A la suite du large débat sur le port du voile, mené en 2004, un consensus s’était dessiné pour ne pas les soumettre aux même obligations que les personnels. D’ailleurs, le terme « de collaborateurs occasionnels de l’Éducation nationale » marque cette distinction avec les représentants des services publics auxquels appartiennent les professionnels.

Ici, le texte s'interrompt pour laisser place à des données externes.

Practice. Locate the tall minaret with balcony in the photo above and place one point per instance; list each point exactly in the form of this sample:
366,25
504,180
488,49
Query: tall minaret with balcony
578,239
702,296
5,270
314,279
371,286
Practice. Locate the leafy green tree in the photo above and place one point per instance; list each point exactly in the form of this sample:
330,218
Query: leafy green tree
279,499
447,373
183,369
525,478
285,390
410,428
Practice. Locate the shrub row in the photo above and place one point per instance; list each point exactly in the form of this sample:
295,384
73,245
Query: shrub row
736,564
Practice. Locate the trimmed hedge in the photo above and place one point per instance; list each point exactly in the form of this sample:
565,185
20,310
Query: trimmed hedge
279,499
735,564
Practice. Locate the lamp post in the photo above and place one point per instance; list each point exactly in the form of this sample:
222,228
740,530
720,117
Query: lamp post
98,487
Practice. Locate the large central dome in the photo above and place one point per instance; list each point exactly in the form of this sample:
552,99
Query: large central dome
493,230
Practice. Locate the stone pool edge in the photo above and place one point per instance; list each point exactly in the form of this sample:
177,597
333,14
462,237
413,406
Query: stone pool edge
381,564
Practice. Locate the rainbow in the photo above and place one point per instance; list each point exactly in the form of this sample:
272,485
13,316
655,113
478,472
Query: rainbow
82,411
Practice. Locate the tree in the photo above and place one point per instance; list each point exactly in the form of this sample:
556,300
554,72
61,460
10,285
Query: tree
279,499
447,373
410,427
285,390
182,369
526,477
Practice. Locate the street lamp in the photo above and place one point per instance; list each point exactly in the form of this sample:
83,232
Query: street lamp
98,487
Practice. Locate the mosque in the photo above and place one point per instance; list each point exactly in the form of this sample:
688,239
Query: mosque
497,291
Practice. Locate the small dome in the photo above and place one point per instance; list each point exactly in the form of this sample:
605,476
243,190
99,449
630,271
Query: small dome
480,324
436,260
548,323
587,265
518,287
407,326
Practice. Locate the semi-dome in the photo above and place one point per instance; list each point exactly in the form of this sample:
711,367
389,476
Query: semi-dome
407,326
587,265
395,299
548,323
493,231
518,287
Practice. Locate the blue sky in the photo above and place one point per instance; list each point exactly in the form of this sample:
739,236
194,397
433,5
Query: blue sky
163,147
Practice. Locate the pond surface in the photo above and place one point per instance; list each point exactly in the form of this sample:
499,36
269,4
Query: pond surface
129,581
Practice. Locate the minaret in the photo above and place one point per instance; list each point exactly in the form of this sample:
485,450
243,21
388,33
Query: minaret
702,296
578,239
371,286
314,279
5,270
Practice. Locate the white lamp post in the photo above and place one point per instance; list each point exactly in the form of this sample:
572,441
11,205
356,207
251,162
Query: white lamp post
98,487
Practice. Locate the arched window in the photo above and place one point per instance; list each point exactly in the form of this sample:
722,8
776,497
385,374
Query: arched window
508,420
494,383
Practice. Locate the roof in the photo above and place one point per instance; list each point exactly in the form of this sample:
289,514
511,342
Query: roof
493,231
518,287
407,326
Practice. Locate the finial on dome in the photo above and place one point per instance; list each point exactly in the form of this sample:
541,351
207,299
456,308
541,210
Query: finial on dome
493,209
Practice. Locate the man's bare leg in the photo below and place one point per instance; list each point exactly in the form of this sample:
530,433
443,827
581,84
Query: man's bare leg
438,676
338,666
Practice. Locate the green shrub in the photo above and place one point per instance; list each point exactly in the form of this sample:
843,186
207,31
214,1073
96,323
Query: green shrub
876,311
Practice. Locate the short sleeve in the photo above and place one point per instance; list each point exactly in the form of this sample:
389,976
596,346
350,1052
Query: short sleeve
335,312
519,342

Sur le terrain, jusqu’ici, la question de l’accompagnement des sorties scolaires n’a pas soulevé de conflits notables dans les écoles. Le travail des enseignants auprès des familles a permis à la fois de faire respecter les principes de laïcité en évitant tout prosélytisme et de favoriser la participation des familles, partenaires indissociables de la réussite de leurs enfants.

Faut-il faire alors d’un cas particulier un problème général ? Est-il nécessaire de revoir dans l’urgence les textes en vigueur ? Le SNUipp-FSU rappelle son attachement au principe de laïcité, une laïcité du XXIème siècle, tournée vers l’avenir et le vivre ensemble. Il entend privilégier le dialogue plutôt que la coercition et regrette que le ministre s’exprime dans un contexte chargé de polémiques politiques entretenues même au plus haut sommet de l’État. La volonté de mener un débat sur la place de l’islam en France doit-elle s’inviter à l’école ?

Le SNUipp-FSU demande instamment que l’école ne soit pas instrumentalisée dans ce débat. Il rappelle que l’essentiel des situations conflictuelles ont été réglées par la loi de 2004. L’école doit garder une mission d’intégration et non de stigmatisation et d’exclusion.

Le SNUipp-FSU demande que toute modification fasse l’objet de concertation des partenaires de l’école, que l’on s’appuie sur la réalité de la vie des écoles et que l’on fasse confiance à la professionnalité des enseignants.